Why Was This Study Done?: It isn’t always possible to check the results of observational studies in randomized controlled trials so epidemiologists have developed other ways to minimize confounding. One approach is known as Mendelian Randomization. Several gene variants have been identified that affect risk factors. For example, variants in a gene called APOE affect the level of cholesterol in an individual’s blood, a risk factor for heart disease. People inherit gene variants randomly from their parents to build up their own unique genotype (total genetic makeup). Consequently, a study that examines the associations between a gene variant and a disease can indicate whether the risk factor affected by that gene variant causes the disease. There should be no confounding in this type of study, the argument goes, because different genetic variants should not be associated with each other or with nongenetic variables that typically confound directly assessed associations between risk factors and disease. But is this true? In this study, the researchers have tested whether nongenetic risk factors are confounded by each other and also whether genetic variants are confounded by nongenetic risk factors and also by other genetic variants

What Did the Researchers Do and Find?: Using data collected in the British Women’s Heart and Health Study, the researchers calculated how many pairs of nongenetic variables (for example, frequency of eating meat, alcohol intake) were statistically-significantly correlated with each other. That is, the number of pairs of nongenetic variables in which a high correlation between both variables occurred in more study participants than expected by chance. They compared this number with the number of correlations that would occur by chance if all the variables were totally independent.
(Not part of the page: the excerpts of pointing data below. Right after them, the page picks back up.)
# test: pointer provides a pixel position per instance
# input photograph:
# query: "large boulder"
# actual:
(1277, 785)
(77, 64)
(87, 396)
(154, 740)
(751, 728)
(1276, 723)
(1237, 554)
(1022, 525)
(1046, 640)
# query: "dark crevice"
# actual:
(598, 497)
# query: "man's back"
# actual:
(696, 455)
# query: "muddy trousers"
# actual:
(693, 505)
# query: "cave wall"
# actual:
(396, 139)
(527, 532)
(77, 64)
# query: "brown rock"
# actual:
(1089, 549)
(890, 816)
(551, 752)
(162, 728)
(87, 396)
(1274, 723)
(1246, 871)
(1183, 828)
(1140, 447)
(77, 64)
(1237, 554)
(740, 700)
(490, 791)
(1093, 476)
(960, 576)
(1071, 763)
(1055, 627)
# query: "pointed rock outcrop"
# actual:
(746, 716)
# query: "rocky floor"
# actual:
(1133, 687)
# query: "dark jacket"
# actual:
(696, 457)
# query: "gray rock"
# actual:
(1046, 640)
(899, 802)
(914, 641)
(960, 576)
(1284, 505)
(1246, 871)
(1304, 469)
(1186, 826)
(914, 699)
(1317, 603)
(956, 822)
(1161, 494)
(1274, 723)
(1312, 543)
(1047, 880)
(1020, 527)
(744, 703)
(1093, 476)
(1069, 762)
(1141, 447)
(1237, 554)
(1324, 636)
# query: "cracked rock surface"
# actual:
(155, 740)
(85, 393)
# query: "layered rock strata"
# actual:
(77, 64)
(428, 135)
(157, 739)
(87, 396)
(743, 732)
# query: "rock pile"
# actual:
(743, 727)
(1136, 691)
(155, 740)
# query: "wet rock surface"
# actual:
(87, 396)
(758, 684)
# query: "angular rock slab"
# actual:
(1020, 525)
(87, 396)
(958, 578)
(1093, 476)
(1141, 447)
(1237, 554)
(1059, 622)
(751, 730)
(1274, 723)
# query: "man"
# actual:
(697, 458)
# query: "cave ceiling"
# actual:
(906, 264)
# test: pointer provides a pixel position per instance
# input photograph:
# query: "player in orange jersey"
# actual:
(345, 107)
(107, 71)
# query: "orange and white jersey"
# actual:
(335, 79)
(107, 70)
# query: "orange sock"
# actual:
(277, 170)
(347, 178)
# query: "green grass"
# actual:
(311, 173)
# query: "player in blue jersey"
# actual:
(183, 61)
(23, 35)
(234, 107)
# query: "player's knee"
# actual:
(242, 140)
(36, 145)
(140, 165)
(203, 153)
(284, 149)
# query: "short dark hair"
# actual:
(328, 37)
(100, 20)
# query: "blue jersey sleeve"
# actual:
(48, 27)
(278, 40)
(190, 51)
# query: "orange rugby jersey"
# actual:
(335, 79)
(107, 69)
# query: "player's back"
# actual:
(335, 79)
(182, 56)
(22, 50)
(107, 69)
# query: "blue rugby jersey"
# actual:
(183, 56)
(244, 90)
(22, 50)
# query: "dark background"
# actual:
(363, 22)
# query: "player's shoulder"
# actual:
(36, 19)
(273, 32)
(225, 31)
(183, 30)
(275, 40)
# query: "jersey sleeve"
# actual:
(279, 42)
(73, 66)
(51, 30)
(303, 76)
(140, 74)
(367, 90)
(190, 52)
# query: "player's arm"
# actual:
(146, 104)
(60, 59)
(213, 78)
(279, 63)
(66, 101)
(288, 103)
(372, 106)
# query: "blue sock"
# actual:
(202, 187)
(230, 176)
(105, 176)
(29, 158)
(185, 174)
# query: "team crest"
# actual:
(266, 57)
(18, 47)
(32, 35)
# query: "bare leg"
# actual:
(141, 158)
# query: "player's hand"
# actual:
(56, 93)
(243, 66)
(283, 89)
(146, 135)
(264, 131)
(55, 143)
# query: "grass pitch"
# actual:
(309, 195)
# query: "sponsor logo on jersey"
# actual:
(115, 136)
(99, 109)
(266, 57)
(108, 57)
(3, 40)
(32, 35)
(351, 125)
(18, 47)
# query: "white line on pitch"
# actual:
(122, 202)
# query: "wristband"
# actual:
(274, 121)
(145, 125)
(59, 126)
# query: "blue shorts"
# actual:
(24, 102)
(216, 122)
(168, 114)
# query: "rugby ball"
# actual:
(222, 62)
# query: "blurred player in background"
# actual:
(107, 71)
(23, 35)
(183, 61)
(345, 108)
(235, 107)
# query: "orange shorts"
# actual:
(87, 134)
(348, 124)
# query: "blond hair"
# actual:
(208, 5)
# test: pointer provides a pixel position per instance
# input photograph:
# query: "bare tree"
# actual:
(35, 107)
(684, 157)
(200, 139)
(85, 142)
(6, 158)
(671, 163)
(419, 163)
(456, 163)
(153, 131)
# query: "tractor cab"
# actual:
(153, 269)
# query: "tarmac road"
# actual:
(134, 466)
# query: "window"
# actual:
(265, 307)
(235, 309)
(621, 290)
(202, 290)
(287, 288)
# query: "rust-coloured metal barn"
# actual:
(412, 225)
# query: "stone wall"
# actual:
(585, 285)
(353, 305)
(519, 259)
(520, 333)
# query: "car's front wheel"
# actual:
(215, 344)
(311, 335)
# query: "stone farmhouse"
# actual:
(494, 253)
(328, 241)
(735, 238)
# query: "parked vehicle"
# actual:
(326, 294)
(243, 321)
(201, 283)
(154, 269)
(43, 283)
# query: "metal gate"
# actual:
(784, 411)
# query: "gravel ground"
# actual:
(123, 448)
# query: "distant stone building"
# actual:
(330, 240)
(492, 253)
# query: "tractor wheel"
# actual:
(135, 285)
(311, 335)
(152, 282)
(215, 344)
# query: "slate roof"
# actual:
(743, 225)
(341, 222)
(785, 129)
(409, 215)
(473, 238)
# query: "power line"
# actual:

When the researchers assumed that 1 in 100 combinations of pairs of variables would have been correlated by chance, the ratio of observed to expected statistically-significant correlations was seen 45× more frequently than would be expected by chance. When the researchers repeated this exercise with genetic variants, the ratio of observed to expected statistically-significant correlations was 1.58, a figure not different from 1. Similarly, the ratio of observed to expected statistically-significant correlations when pairwise combinations between genetic and nongenetic variants were considered was 1.22.
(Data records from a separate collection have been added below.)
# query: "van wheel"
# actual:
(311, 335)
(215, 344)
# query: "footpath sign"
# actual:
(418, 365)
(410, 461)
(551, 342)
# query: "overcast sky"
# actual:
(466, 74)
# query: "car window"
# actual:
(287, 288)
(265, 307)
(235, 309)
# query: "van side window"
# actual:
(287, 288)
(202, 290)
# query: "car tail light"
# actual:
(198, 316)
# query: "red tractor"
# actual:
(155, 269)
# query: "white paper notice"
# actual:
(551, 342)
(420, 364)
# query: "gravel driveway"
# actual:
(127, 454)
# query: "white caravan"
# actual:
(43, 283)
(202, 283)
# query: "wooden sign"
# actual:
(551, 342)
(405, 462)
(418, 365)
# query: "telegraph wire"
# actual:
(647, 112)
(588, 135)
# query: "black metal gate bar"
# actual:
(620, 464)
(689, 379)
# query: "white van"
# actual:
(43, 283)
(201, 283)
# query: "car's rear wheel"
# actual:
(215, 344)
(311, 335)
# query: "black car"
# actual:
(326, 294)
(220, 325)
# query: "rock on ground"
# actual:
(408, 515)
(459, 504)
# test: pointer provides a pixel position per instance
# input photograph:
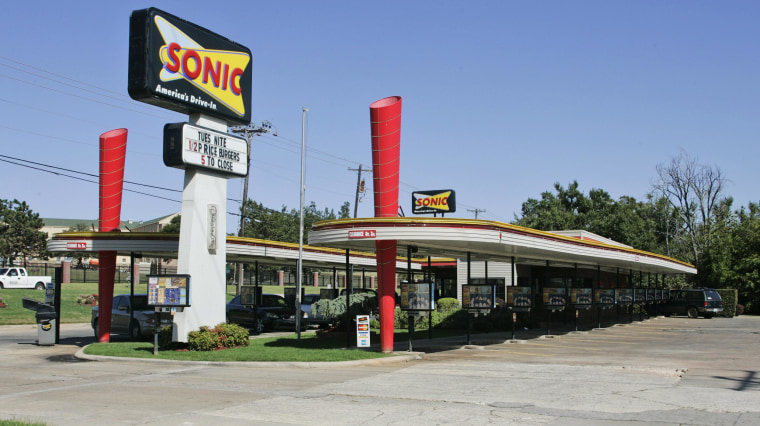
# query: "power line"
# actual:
(59, 171)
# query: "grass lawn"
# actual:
(310, 348)
(14, 313)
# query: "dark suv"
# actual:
(272, 308)
(694, 302)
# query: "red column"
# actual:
(385, 119)
(113, 149)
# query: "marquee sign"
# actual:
(199, 147)
(183, 67)
(441, 201)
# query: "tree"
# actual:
(744, 274)
(282, 225)
(695, 192)
(20, 234)
(173, 225)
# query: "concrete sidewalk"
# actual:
(662, 371)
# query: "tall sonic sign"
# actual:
(183, 67)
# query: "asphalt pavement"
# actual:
(673, 371)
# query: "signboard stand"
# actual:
(519, 299)
(416, 298)
(178, 65)
(362, 331)
(477, 298)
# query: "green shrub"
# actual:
(220, 337)
(729, 296)
(202, 340)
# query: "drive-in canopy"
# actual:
(487, 240)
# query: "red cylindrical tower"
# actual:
(113, 150)
(385, 119)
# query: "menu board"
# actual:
(519, 298)
(555, 297)
(625, 296)
(581, 296)
(605, 296)
(479, 296)
(417, 297)
(169, 290)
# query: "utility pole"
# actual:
(476, 211)
(248, 132)
(359, 186)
What Do These Findings Mean?: These findings have two main implications. First, the large excess of observed over expected associations among the nongenetic variables indicates that many nongenetic modifiable factors occur in clusters—for example, people with healthy diets often have other healthy habits. Researchers doing observational studies always try to adjust for confounding but this result suggests that this adjustment will be hard to do, in part because it will not always be clear which factors are confounders. Second, the lack of a large excess of observed over expected associations among the genetic variables (and also among genetic variables paired with nongenetic variables) indicates that little confounding is likely to occur in studies that use Mendelian Randomization. In other words, this approach is a valid way to identify which environmentally modifiable risk factors cause human disease.